Hope

(This was first posted to my Instagram and Facebook pages.)

I wonder what Instagram or Facebook would look like if we only posted photos of the moments in our lives when we’re not accomplishing something. While it makes sense to think that viewing the success of others should be inspiring or motivating, we instead see spikes in cynicism, depression and hopelessness directly connected to engagement with social media. Every time we see our friends or those we admire celebrating accomplishments and success it becomes nearly impossible to refrain from comparing that with our own life. Perhaps it’s even subconscious, a little bit out of our realm of awareness. But the crazy thing is how drawn we are to it, almost to the point of obsession. As if we can vicariously experience the sense of value that comes with their achievement.

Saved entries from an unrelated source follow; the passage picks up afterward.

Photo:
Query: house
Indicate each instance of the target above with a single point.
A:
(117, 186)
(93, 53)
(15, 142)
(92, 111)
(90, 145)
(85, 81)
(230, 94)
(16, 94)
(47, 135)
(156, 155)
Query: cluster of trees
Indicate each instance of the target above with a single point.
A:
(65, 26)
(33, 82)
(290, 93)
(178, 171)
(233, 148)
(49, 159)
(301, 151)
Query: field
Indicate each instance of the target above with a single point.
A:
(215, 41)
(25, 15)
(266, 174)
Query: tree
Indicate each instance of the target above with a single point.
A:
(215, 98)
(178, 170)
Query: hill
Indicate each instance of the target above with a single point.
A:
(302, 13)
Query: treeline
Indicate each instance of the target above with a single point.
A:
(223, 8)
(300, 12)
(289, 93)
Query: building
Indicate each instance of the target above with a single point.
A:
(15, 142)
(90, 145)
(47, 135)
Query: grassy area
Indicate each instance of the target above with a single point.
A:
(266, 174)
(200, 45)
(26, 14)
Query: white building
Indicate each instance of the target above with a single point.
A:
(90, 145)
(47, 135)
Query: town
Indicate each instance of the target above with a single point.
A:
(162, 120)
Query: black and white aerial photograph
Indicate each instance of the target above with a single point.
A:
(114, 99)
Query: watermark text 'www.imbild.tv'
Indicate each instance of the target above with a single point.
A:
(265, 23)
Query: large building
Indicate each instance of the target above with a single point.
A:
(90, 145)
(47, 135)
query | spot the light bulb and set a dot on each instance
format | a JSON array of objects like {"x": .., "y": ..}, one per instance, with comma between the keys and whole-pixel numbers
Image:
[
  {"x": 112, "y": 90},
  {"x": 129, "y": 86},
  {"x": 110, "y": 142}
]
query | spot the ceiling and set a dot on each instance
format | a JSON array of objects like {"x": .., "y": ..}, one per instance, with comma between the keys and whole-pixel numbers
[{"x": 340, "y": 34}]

What we miss is that value is inherent. Worthiness is built in. Success does not add beauty to the priceless treasure we already are. We cannot earn our way to freedom. And we all know that we’re searching for some sort of freedom. Freedom from feeling less accomplished, less appreciated, less successful, less beautiful, less motivating, less inspiring, less, less…. a word that, by definition, reinforces comparison. We engage because we think that watching success will build hope in our hearts. That someone will have the answer we’ve been looking for to free us from the weakness we despise in ourselves.

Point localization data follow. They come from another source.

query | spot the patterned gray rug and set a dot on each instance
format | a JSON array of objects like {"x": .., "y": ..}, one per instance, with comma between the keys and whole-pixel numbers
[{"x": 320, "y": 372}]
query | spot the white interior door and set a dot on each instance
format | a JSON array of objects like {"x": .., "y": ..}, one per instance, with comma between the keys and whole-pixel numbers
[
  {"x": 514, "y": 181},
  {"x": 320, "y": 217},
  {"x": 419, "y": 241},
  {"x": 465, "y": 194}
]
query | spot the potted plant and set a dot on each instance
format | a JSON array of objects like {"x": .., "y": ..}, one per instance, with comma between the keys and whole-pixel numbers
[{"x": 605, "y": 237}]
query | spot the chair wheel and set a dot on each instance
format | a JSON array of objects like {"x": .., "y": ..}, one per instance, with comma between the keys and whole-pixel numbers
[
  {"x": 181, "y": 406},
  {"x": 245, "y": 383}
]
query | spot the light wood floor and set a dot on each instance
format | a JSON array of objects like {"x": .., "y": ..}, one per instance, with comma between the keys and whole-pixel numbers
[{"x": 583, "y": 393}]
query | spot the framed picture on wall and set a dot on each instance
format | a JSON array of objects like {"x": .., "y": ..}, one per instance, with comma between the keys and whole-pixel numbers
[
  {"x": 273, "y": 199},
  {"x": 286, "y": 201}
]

We’ve believed that lie that our worth is a direct result of what we do. That what makes us valuable in this world is the performance we bring to the table. That validation for a job well done is the life that flows through our veins. That your likes and comments on this post solidify my position as a contributor of value in this world.

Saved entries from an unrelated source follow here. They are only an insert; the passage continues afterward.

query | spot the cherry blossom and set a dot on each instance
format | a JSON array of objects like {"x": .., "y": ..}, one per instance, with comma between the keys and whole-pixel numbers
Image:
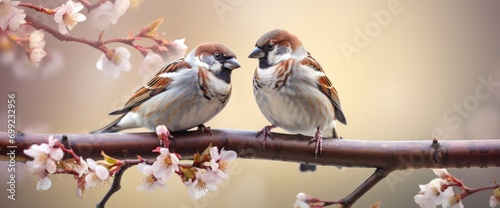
[
  {"x": 151, "y": 63},
  {"x": 67, "y": 16},
  {"x": 165, "y": 165},
  {"x": 454, "y": 201},
  {"x": 108, "y": 13},
  {"x": 150, "y": 182},
  {"x": 201, "y": 185},
  {"x": 431, "y": 194},
  {"x": 36, "y": 44},
  {"x": 119, "y": 62},
  {"x": 97, "y": 175},
  {"x": 44, "y": 182},
  {"x": 220, "y": 162},
  {"x": 10, "y": 16},
  {"x": 45, "y": 156}
]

You are valuable to the One who made you. You have a Creator who considers you – you, who you are – to be of worth to him. That fact that you have been created, that you are alive, implies purpose. You were made to be loved. Not by your network because of your success and hard work, but by your Creator, God, because of his success and work for you through Jesus. Find your value in what’s already been done, and let go of your search for hope.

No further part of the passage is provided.